I didn't know anything about them either! Bave got tix from a friend who couldn't use them, and it was a totally packed house, full of people who knew their entire body of work.
Neat thing that happened: when people were clapping along, they clapped exactly on-beat without slowing or speeding up. The only other time I've ever heard that happen spontaneously was when I was dating a guy at the Cleveland Institute of Music and we went to a formal with a live band. Creepily regular clapping-along, that.
Years ago I went to a Brand New Heavies gig [I know, I know, but it was 1992] with synchronized dancing. That was very odd. Instead of 'everyone on the left go yo!' it was 'everyone on the left go [insert fancy northern soul style dance move]'. The net effect was pretty cool. Like a Nuremberg rally organized by Bootsy Collins.
Too bad about the carnal desires problem.
/smirk
Yeah, people suck at that. I saw Wilco a few days ago (at the Pritzker Pavilion no less; god that was awesome), and they were trying to get everyone to clap in unison for like 5 minutes and it was a total failure (there were probably like 15,000 people there, but still). Jeff Tweedy was getting very frustrated. He was like, you know, people can do this in Europe and Asia. What's wrong with you guys?
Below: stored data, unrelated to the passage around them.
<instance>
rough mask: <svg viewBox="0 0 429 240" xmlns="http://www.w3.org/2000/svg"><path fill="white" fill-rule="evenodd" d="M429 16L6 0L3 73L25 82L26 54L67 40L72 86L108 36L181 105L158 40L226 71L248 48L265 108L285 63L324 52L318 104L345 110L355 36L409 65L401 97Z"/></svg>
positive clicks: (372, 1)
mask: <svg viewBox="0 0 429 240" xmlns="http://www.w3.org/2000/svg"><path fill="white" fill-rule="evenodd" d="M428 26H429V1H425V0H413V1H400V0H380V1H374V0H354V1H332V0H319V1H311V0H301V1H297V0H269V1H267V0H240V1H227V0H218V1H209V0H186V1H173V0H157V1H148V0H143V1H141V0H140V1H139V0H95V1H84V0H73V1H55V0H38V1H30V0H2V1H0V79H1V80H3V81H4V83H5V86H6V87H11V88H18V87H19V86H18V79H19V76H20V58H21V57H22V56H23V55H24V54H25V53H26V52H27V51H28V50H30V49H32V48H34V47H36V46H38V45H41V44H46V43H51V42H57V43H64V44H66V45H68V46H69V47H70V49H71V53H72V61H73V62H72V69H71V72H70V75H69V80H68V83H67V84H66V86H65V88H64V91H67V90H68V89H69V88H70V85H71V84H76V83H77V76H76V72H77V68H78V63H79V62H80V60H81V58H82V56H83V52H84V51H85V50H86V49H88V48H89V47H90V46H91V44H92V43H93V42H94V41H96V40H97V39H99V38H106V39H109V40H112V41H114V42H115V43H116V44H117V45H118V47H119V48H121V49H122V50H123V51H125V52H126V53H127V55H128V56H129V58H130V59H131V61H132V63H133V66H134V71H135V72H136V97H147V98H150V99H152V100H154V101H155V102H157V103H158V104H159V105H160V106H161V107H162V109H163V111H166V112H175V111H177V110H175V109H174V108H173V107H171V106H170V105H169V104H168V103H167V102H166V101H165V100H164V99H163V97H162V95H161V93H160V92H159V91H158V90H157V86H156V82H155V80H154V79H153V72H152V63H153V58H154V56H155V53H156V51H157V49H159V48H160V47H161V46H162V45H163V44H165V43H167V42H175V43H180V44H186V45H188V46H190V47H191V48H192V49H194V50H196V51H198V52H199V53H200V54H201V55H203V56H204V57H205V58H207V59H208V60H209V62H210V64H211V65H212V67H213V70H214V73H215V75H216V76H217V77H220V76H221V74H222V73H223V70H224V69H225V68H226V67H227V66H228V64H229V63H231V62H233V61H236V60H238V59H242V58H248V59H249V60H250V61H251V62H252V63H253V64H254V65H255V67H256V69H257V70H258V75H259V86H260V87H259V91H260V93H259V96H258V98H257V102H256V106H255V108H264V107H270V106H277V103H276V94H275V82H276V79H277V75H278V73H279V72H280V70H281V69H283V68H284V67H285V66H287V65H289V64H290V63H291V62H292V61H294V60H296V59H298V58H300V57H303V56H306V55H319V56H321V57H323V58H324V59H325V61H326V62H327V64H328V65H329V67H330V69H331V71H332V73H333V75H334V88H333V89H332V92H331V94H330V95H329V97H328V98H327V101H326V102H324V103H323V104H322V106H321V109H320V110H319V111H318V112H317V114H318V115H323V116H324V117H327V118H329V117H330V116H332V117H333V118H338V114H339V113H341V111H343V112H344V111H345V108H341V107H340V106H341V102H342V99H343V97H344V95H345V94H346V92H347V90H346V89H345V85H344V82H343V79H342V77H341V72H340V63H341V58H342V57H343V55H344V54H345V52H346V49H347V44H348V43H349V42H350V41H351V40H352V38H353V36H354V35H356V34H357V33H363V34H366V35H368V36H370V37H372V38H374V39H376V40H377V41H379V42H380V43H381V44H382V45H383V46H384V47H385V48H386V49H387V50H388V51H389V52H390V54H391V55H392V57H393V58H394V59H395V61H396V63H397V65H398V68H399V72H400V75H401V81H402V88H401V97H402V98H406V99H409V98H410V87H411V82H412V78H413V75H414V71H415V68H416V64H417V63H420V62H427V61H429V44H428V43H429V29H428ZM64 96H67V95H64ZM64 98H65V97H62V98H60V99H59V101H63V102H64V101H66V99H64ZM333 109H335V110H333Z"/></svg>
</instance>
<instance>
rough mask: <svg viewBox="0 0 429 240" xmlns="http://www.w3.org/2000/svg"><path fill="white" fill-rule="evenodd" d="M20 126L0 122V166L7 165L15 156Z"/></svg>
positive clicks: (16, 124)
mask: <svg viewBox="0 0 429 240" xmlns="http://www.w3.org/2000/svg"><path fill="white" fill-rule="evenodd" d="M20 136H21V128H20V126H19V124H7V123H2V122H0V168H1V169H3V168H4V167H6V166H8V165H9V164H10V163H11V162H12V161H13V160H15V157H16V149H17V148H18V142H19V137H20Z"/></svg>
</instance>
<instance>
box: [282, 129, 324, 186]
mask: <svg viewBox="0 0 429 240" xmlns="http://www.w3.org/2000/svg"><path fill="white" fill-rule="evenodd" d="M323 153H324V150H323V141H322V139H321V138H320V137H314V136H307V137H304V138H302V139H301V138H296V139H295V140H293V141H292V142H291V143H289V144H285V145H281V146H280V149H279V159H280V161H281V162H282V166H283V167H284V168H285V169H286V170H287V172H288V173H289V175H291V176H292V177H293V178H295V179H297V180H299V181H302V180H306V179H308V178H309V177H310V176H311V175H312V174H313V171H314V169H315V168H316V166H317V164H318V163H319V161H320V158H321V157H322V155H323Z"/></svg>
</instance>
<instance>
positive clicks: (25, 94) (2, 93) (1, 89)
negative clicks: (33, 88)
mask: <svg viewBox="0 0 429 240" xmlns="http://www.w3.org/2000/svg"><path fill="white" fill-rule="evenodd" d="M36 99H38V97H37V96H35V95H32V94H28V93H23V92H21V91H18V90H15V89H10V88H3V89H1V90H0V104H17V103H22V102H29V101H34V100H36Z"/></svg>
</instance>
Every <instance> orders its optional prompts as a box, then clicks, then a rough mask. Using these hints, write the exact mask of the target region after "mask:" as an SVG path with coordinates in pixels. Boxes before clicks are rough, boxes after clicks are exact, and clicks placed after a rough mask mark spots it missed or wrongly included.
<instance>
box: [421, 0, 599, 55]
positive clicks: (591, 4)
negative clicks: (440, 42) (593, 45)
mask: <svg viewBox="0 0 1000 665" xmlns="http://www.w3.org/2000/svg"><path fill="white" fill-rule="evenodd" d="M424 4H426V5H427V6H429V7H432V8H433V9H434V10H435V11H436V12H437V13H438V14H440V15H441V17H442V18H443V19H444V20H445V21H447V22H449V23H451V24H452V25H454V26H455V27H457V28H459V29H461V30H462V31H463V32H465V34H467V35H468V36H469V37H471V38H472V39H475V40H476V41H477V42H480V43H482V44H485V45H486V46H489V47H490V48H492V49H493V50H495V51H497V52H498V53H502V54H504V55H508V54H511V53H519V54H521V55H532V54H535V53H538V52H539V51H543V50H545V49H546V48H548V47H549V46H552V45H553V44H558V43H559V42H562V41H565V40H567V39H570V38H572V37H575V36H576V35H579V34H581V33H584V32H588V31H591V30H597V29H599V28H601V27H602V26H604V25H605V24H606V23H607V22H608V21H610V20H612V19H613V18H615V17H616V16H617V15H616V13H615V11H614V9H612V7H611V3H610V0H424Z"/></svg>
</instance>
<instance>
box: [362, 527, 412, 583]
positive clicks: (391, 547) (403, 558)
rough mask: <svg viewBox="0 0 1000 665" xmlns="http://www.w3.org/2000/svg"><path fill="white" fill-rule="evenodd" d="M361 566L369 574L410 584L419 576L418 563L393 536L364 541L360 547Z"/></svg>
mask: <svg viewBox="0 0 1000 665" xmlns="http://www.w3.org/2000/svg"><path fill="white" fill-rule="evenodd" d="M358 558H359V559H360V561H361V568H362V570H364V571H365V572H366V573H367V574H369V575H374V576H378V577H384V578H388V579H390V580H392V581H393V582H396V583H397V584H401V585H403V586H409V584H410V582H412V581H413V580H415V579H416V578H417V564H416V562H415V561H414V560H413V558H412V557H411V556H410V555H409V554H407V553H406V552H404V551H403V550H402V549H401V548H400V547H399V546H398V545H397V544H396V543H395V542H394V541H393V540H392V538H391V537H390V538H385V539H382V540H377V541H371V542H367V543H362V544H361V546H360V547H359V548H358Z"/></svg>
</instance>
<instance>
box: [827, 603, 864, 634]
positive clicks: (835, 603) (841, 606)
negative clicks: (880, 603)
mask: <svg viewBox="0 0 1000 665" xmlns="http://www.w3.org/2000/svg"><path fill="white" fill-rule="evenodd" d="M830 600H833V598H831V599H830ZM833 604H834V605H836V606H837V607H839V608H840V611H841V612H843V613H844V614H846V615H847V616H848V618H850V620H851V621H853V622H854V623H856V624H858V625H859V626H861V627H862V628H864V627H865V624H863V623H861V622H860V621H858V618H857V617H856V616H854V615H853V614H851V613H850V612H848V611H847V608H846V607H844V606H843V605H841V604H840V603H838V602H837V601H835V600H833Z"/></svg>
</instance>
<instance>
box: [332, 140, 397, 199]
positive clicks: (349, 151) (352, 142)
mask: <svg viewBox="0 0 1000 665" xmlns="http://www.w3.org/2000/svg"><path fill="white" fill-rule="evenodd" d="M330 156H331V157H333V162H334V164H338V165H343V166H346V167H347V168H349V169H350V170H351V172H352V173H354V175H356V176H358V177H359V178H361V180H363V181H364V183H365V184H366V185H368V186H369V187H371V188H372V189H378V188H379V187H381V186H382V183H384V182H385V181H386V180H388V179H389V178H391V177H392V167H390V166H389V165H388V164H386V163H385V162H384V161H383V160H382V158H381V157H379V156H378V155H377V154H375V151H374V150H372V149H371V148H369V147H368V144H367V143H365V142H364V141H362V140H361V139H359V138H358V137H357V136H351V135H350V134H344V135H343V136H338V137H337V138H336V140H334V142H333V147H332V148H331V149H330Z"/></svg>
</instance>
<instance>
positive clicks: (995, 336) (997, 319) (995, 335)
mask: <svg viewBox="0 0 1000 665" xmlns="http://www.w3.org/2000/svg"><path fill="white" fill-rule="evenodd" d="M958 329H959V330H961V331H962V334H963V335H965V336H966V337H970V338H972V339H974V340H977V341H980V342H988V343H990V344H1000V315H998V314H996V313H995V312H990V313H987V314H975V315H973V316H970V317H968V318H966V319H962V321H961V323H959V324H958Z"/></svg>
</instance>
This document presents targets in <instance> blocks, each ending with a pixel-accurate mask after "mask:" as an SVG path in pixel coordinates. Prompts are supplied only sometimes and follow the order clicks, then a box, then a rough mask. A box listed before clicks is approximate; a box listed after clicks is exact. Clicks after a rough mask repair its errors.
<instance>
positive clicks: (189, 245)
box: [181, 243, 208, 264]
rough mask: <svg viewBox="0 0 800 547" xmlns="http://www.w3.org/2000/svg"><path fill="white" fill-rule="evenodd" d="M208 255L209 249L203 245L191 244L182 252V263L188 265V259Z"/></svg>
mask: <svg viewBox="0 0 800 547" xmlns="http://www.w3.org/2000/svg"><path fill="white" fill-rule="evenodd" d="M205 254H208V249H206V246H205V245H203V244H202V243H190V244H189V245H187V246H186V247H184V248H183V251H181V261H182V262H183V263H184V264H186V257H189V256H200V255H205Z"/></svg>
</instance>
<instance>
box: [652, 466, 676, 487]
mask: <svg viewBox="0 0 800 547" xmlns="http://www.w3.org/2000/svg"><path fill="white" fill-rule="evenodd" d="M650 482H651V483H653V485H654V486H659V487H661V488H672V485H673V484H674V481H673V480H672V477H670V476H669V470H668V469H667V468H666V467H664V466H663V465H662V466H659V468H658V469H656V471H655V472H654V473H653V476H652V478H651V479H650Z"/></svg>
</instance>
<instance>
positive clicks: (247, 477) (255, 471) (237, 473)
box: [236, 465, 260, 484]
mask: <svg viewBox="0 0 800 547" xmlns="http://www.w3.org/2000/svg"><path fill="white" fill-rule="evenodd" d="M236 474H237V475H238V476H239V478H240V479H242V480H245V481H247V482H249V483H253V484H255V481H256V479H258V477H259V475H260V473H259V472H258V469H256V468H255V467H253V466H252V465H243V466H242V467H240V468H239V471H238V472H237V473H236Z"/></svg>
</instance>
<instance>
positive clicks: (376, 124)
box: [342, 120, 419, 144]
Emerson, what you perhaps don't get is that the only solution to the carnal desires problem is stable monogamy. Fear of commitment (which I share!) leads to this crap where one is endlessly seeking satisfaction.
Or maybe it's not fear of commitment; it's fear of libidinous drop-off in a stable partner. (shudder)
Years ago I went to a Brand New Heavies gig [I know, I know, but it was 1992]
Hey! I still like the Brand New Heavies.
Alas, AWB, you may recall that when my sister and I go out we seem like a stable married couple, since we're very comfortable with one another and obviously have a non-sexual relationship.
re: 38
I'm not sure their stuff has aged that well and it doesn't really stand up in comparison to their influences. They were a really fun live band, though.
40: Not to mention the fact that their name just is no longer accurate these days.
I think they should change it to "The Good Ol' Heavies" for their reunion tour.
BeautifulSoup rocks; except when it doesn't, at which point it gets infuriatingly inconsistent. (frex, on a little project of mine, it sometimes treats part of the parse string as an attrs= *if I call it a limit=*. WTF?)